The platform I mentioned, the Raspberry PI and the RP CNC board, again, I haven't researched it so far other than to just skim the surface, but the RP CNC sounds roughly equivalent to Ethernet Smooth Stepper, except that the CNC board plugs right onto the R-PI.  I'll find out more, and look at some of the other things you mentioned. 

They always taught us in software development not to reinvent the brick (or wheel, if you like), so that's what I was hoping -- to find out from others who have tried that...

Again, thanks for your insights and I do appreciate the thoroughness of your reply.  I don't have to decide quite yet -- My mill was just delivered and I got it set up only yesterday.  I haven't even got it cleaned up or put a plug on it yet.

caj


----------



## spumco (Sep 3, 2017)

Well, now you've got me curious.  What mill?  I assume you're about to dive in to a manual to CNC conversion...

-S


----------



## JPigg55 (Sep 3, 2017)

If you decide to go with Raspberry Pi, I hope you start a thread on it.
What little I know of Raspberry Pi, I believe it's quite adequate to do the job.
One plus is you can easily add a parallel port to Raspberry Pi which many CNC kits require.
Many of the newer computers no longer come with parallel ports and I'm unsure how difficult it is to install one or if it's even possible.
I know a guy at work who bought a Harbor Freight CNC machine (might have been a conversion, don't remember).
Any way, he had to install a USB to parallel port conversion to be able to use the computer he had for it.
Another consideration would be Operating System compatibility between your computer and the Raspberry Pi.
I don't know enough to give you any advice on this just pointing it out.
Here's a blurb from https://lifehacker.com/the-best-operating-systems-for-your-raspberry-pi-projec-1774669829 about Raspberry Pi OS systems:

The Raspberry Pi itself doesn’t come with an operating system. For that, you need NOOBS, short for New Out of the Box Software. It’s an operating system manager that makes it easy to download, install, and set up your Raspberry Pi. When you first boot up NOOBS, you’ll get a selection of OSes to choose from. Which operating systems are available depends on which model of Raspberry Pi you are using. For this guide, we’ll stick to the most common OSesoperating systems available on the newest models of the Raspberry Pi. Right now, that’s Raspbian, OSMC, OpenELEC, Windows IoT Core, and RISC OS.
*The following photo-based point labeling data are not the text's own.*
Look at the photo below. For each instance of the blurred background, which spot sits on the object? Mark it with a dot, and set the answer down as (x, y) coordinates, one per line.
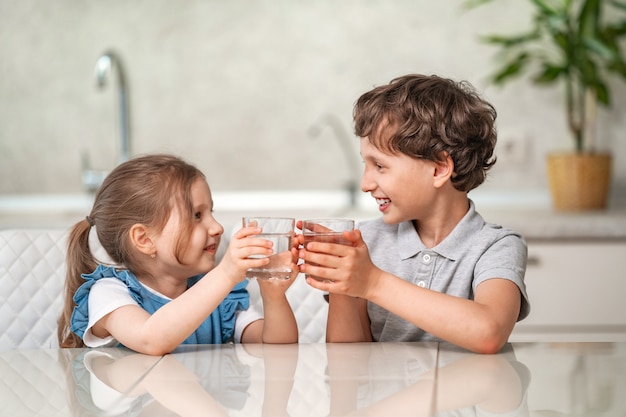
(258, 94)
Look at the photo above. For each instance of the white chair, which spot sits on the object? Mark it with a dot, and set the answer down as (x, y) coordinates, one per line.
(32, 272)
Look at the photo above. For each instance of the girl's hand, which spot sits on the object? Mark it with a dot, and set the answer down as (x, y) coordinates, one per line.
(277, 287)
(342, 269)
(244, 243)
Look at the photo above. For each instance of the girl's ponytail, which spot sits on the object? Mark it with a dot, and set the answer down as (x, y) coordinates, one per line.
(79, 260)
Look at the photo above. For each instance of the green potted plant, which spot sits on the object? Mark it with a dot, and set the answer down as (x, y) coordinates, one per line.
(573, 44)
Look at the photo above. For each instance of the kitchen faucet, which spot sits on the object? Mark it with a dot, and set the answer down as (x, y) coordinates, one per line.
(92, 179)
(104, 67)
(344, 140)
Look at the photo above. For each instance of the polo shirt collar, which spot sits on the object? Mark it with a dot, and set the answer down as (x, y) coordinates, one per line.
(410, 244)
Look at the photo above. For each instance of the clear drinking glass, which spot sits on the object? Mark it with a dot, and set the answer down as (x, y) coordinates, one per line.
(280, 231)
(325, 230)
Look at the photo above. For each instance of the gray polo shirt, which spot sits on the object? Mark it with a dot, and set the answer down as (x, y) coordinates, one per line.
(474, 252)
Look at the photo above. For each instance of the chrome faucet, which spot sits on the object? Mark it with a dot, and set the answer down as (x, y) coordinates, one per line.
(345, 142)
(92, 179)
(104, 68)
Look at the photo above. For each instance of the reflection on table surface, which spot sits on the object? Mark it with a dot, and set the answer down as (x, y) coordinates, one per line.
(369, 379)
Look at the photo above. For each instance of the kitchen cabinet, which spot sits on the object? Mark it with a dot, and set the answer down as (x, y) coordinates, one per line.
(577, 291)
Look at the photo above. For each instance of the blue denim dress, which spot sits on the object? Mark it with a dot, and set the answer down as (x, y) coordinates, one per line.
(218, 328)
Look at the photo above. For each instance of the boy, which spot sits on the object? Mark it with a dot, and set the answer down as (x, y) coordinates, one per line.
(430, 268)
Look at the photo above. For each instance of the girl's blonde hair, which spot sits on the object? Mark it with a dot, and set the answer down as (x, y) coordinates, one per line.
(140, 191)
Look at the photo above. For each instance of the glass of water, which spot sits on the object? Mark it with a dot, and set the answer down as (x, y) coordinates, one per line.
(325, 230)
(280, 231)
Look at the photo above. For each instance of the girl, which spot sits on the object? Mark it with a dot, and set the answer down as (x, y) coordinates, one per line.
(153, 216)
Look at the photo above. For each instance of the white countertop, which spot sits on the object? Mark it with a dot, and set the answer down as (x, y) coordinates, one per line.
(318, 379)
(528, 212)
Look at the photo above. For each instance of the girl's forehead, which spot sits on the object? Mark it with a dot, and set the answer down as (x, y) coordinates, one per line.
(200, 191)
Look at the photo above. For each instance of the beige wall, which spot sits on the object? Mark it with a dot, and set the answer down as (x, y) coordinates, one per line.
(233, 86)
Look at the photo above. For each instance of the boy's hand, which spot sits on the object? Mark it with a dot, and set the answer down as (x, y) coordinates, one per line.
(343, 269)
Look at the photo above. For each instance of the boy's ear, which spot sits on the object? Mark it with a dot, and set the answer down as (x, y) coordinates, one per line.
(140, 238)
(444, 170)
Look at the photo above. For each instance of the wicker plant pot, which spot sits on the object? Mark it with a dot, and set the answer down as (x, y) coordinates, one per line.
(579, 181)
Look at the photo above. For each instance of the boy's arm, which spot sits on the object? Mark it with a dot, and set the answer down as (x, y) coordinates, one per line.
(481, 325)
(348, 320)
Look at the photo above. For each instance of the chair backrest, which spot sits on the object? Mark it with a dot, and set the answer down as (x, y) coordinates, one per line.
(32, 273)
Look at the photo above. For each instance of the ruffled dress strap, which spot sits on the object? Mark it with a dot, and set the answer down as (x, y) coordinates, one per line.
(80, 315)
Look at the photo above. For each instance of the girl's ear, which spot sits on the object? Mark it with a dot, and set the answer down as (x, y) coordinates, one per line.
(444, 170)
(140, 238)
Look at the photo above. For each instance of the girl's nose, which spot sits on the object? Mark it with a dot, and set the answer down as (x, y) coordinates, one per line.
(214, 227)
(367, 184)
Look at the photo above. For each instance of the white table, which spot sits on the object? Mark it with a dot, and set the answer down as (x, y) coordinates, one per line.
(379, 379)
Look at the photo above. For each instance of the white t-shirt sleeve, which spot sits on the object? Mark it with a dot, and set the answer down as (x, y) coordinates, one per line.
(105, 296)
(243, 318)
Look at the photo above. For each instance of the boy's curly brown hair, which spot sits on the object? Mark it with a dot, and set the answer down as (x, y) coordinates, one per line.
(430, 117)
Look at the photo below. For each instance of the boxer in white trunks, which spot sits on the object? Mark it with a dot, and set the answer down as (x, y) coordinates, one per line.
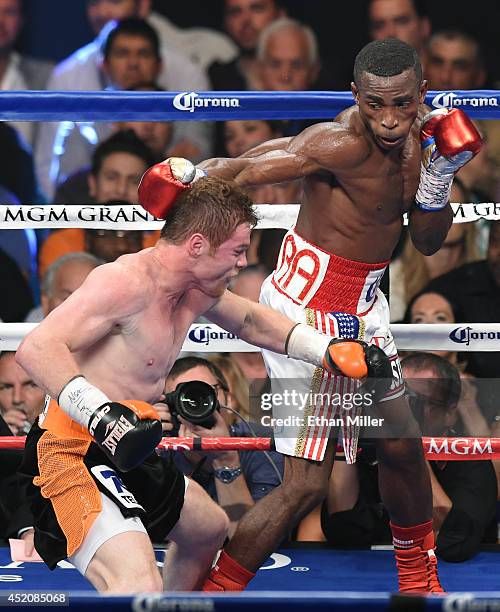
(380, 158)
(99, 491)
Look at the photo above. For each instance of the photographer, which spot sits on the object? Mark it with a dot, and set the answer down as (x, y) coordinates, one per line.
(464, 492)
(236, 480)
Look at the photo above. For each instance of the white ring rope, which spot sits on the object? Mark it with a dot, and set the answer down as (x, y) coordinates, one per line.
(134, 217)
(210, 338)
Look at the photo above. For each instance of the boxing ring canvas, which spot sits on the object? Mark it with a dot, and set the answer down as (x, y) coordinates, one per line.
(303, 576)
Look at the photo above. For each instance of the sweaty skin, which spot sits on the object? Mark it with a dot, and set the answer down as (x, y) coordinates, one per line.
(360, 174)
(124, 327)
(356, 184)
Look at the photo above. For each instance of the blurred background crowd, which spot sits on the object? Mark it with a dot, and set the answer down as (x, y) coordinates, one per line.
(268, 45)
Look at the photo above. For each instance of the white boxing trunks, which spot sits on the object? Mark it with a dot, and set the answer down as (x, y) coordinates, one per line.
(340, 298)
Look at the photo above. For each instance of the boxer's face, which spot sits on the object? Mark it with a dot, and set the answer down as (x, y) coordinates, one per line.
(215, 268)
(388, 106)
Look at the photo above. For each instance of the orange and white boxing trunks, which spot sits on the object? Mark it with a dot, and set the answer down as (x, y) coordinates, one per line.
(340, 298)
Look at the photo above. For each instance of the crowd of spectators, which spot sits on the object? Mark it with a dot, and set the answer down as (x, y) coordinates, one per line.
(259, 46)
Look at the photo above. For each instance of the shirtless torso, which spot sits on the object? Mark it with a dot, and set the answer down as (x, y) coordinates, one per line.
(357, 212)
(357, 183)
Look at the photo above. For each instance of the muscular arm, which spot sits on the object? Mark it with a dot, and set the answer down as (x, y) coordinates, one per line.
(428, 230)
(251, 322)
(325, 146)
(107, 297)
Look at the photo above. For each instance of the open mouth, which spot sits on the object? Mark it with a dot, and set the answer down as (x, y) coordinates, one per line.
(389, 142)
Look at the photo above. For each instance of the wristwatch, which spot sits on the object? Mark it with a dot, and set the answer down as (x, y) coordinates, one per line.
(227, 474)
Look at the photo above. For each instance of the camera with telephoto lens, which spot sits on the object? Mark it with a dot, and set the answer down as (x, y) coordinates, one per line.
(195, 401)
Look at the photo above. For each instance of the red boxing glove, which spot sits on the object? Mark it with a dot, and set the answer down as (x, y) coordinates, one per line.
(453, 132)
(449, 140)
(162, 184)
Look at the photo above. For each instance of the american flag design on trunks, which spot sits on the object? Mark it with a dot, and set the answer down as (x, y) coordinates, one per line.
(312, 439)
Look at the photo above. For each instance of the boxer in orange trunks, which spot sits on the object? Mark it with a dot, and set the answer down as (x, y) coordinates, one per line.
(384, 156)
(98, 488)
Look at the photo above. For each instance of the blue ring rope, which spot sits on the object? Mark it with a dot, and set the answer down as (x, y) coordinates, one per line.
(210, 106)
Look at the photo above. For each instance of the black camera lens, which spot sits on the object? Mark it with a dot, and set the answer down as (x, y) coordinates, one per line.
(195, 401)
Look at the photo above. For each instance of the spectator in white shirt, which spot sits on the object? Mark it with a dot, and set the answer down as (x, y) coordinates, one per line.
(18, 72)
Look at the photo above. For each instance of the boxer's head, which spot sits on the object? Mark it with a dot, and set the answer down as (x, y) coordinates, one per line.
(212, 221)
(388, 89)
While downloading NOOBS is simple, you can buy an SD card with NOOBS preinstalled for around $12 at Adafruit. If you prefer the DIY route, the setup process is very straightforward and you’ll find a full guide over on the Raspberry Pi site. On the first boot, NOOBS greets you with a selection of operating systems. You can install as many as you want that’ll fit on your SD card. Let’s dig into which of those choices is best for your particular plans for your Raspberry Pi.

Good luck with your venture.


----------



## cjones6108 (Sep 4, 2017)

spumco said:


> Well, now you've got me curious.  What mill?  I assume you're about to dive in to a manual to CNC conversion...
> 
> -S



Yes, manual conversion.  The machine I settled on is the Precision-Matthews PM-932M.  Since I was planning to convert (or at least, start converting) straight away, I got the most basic, no frills model -- No X-axis motor, no power down feed, no DRO.  I made a quick run uptown a day prior to the delivery and bought an engine lift from Autozone -- Man, talk about a life saver!  Should have gotten one of those years ago.

caj


----------



## spumco (Sep 4, 2017)

_The machine I settled on is the Precision-Matthews PM-932M_

Rockin'.  I almost bought that one (actually, the 940 for the extra Z height) before I stumbled across something else last year.

If you haven't already done so, check out Jbolt's PM-932 build thread here.  I believe TomS also has one.  And there are plenty of Rong-Fu clone conversion threads on CNC Zone.

Looks like a great starting point.  Keep us up to date, especially if you do something strange and interesting with the control system...

-S


----------